Folha de S. Paulo


Epidemia de ebola é menos agressiva do que se imaginava

O primeiro estudo sobre a epidemia de ebola que compara o RNA dos vírus a informações de campo sobre o surto atual mostra que ela ocorre concentrada em grupos: alguns poucos doentes espalham o ebola para várias pessoas, e muitos não o passam para mais ninguém.

Liderado pelo biólogo Atila Iamarino, da USP, e por Sam Scarpino, do Instituto Santa Fe (Novo México, EUA), o trabalho sugere que a epidemia é menos explosiva do que se pensava durante os estágios iniciais.

Editoria de Arte/Folhapress
VÍRUS INTERCONECTADOA rede de transmissões no início da epidemia de ebola

Os cientistas, que investigaram o RNA do vírus de 78 pessoas infectadas durante a fase inicial da epidemia em Serra Leoa, também estimaram o número de casos ocultos, que pode ser determinado pela variação genética do patógeno em circulação.

Os casos não registrados somariam mais 70% aos oficiais, diz o estudo –número alto, mas inferior a estimativas anteriores, que chegavam a 250%. Nenhum outro estudo levou em conta a transmissão por agrupamento. Em setembro, os EUA estimavam que a epidemia chegaria a 1,4 milhão de pessoas em janeiro, possivelmente um exagero. Até agora foram 18,5 mil.

Muitos estudos projetam o crescimento do ebola como se ele se espalhasse de maneira aleatória (como a gripe) e cada vítima infectasse outras duas pessoas em média.

Iamarino estima que, na verdade, o número é 1,4. Se tivessem sido feitas ações rápidas de "rastreamento de contatos" (busca de pessoas que interagem com doentes), diz, a epidemia estaria acabada.

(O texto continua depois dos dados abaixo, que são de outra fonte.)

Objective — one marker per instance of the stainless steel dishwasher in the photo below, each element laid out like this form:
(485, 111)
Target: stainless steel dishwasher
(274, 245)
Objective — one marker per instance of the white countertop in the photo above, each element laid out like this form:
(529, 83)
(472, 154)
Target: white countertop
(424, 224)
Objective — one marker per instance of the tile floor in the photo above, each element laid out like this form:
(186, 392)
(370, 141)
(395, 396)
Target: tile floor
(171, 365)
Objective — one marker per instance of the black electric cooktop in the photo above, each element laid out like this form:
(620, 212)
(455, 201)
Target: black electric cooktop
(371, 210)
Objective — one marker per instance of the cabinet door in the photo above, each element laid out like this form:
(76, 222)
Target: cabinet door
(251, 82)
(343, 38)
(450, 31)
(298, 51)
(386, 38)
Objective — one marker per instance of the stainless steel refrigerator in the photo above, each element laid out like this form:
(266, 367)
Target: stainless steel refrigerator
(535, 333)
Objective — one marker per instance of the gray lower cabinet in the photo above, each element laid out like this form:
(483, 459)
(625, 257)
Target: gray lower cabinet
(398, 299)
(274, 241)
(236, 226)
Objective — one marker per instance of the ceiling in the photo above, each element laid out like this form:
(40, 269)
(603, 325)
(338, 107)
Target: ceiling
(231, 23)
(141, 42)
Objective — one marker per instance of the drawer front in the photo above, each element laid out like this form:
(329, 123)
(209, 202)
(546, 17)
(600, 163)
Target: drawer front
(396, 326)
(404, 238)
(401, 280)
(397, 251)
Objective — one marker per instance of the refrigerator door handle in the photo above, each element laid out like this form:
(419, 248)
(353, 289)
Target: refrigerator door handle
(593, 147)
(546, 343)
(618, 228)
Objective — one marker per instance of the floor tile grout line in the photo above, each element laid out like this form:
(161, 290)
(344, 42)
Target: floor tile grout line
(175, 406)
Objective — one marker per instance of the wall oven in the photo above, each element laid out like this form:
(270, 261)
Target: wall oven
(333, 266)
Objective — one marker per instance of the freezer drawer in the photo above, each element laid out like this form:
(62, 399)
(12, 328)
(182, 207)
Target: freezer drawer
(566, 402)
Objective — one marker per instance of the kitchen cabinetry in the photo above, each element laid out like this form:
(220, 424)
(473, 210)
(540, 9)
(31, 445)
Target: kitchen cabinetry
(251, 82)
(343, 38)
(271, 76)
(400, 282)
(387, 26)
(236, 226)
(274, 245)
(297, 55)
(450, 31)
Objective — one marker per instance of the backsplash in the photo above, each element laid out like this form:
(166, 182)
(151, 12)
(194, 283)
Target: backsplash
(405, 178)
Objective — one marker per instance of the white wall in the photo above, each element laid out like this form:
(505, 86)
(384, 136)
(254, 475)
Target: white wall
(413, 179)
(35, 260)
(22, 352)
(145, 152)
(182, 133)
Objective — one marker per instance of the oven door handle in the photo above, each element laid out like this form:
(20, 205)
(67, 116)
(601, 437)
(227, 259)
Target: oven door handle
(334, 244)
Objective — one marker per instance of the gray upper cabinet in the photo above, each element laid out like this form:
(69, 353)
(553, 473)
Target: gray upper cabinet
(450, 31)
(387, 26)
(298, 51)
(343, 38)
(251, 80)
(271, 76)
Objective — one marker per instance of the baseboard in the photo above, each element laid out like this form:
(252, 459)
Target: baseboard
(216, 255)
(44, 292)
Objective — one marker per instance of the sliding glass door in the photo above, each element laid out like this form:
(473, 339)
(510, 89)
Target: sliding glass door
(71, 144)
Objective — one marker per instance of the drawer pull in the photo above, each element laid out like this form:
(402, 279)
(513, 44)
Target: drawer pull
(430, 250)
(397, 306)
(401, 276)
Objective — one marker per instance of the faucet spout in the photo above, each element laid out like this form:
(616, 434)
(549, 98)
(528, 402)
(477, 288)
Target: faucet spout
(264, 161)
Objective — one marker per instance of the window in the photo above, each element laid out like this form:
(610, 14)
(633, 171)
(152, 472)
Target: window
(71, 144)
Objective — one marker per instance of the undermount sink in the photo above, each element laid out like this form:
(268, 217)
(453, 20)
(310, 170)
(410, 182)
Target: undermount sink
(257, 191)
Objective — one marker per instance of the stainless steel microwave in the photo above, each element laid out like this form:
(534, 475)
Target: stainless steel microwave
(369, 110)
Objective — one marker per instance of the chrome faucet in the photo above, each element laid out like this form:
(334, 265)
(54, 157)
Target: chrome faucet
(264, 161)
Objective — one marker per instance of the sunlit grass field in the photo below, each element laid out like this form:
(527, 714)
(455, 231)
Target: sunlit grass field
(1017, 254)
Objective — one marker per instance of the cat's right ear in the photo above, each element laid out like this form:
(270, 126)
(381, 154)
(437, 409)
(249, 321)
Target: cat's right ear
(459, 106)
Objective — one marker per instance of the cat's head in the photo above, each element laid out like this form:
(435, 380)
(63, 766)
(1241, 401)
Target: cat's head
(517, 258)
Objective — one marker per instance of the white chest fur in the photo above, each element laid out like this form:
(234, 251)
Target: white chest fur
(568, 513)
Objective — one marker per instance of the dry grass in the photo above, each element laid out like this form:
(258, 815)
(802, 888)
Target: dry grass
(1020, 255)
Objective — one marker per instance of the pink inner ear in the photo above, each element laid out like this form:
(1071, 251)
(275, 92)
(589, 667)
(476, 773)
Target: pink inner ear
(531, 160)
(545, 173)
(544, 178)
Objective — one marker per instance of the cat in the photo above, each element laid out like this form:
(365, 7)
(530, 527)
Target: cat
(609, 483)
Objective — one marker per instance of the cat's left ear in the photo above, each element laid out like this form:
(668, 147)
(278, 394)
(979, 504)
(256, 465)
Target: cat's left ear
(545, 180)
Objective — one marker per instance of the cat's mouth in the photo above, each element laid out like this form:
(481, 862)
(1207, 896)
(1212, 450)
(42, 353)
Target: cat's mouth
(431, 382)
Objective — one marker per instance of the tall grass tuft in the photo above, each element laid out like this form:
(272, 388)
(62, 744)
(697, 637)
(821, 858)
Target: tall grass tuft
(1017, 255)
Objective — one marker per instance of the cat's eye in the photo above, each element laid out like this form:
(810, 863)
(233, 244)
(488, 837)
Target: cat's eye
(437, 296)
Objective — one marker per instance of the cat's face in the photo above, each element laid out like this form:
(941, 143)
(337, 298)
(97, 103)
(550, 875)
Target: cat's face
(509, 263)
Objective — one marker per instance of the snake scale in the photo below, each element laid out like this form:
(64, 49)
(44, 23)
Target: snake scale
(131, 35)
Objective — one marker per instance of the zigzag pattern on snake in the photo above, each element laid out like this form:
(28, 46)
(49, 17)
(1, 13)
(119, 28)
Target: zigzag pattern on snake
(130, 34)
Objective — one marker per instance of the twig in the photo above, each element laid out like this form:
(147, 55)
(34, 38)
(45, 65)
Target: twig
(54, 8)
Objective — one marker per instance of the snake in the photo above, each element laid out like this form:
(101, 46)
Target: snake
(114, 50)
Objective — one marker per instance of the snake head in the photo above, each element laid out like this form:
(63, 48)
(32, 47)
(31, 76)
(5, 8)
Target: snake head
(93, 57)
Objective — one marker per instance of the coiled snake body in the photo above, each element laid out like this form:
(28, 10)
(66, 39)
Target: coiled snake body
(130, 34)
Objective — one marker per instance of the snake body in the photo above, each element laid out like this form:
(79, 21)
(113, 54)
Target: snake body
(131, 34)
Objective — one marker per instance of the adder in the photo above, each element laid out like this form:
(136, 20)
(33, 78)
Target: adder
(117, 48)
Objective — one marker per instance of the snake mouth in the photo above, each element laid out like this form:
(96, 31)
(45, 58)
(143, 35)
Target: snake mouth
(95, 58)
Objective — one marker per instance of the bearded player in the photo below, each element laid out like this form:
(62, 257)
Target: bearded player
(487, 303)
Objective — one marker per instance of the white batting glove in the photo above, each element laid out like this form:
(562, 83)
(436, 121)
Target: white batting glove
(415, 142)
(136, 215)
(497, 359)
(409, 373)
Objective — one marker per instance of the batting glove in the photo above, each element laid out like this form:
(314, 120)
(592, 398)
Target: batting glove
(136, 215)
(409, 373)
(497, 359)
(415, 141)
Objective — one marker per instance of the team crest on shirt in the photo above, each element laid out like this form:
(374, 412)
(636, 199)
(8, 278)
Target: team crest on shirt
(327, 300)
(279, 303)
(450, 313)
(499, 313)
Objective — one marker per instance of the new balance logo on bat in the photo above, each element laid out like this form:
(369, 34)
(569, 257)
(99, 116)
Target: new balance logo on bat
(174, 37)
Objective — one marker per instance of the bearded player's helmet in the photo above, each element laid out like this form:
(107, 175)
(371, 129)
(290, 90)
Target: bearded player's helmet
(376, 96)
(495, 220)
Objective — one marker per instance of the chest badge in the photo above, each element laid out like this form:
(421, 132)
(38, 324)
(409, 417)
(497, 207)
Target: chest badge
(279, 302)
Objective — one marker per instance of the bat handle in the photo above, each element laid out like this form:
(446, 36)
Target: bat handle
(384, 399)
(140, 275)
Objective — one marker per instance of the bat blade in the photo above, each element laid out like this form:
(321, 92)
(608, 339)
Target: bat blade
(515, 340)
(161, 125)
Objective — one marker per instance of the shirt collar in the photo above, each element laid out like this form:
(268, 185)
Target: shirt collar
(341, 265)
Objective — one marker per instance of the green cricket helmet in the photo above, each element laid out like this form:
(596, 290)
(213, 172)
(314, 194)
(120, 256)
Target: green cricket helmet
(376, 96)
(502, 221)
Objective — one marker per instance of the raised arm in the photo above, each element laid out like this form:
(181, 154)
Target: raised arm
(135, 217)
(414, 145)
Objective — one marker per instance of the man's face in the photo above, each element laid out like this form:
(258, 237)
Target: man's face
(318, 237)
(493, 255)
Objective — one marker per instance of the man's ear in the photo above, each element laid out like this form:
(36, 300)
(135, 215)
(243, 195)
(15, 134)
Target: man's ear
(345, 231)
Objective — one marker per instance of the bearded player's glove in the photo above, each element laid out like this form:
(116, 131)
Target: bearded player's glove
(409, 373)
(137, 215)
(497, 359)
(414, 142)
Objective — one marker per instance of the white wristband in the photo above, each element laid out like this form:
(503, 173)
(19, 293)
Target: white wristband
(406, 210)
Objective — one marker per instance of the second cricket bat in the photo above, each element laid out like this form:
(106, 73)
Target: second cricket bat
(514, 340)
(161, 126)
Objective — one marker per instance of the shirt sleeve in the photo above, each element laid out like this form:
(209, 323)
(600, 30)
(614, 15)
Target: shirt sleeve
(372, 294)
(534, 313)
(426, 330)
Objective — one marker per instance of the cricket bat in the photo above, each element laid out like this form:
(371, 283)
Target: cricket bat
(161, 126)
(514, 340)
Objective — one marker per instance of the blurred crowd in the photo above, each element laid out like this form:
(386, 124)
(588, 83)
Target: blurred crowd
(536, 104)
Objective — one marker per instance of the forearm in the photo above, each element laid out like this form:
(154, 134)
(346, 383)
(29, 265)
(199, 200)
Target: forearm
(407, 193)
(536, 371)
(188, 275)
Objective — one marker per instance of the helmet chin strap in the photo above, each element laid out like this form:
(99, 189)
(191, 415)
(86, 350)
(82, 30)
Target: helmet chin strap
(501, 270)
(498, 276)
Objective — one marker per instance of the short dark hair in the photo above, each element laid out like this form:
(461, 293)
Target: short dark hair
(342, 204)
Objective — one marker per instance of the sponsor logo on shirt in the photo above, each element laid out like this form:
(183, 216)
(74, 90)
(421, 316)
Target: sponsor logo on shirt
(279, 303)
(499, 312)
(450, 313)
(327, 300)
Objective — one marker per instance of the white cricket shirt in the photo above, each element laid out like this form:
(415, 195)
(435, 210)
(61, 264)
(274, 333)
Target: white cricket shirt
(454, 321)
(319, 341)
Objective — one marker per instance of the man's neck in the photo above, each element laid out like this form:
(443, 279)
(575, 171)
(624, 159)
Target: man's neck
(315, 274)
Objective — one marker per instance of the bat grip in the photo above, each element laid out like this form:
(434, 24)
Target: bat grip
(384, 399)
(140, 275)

O difícil em projetar o futuro do ebola é que o vírus não segue padrão epidemiológico similar ao da gripe nem similar ao do HIV.

"No ebola, a transmissão não é tão exclusiva quanto numa rede de contatos sexuais, mas envolve um risco maior para amigos e familiares", explica Iamarino.

"Como a transmissão se dá por fluidos corporais, mesmo que o doente esteja dentro dum vagão de trem, só quem entrar em contato mais direto com ele é que tem risco de pegar a doença."

O estudo do biólogo, realizado em temporada na Universidade Yale (EUA), foi publicado na revista "Clinical Infectious Diseases".

Seus dados se encaixam no cenário conhecido para a doença. A maioria das infecções ocorre em residências (onde há contato íntimo), em hospitais (que na África carecem de equipamento de higiene) e em enterros tradicionais (onde há contato direto com os corpos dos mortos).

VACINAÇÃO

A confirmação de que a doença se espalha por agrupamento é uma boa notícia para as vacinas, pois os primeiros testes clínicos já poderão ter algum impacto na epidemia, caso o imunizante seja eficaz.

"Se a infecção fosse aleatória e a taxa fosse de 2, como se acreditava, seria preciso vacinar metade da população", diz Iamarino. "Mas talvez seja possível ter um resultado vacinando um número menor de pessoas, como quem é mais próximo dos doentes."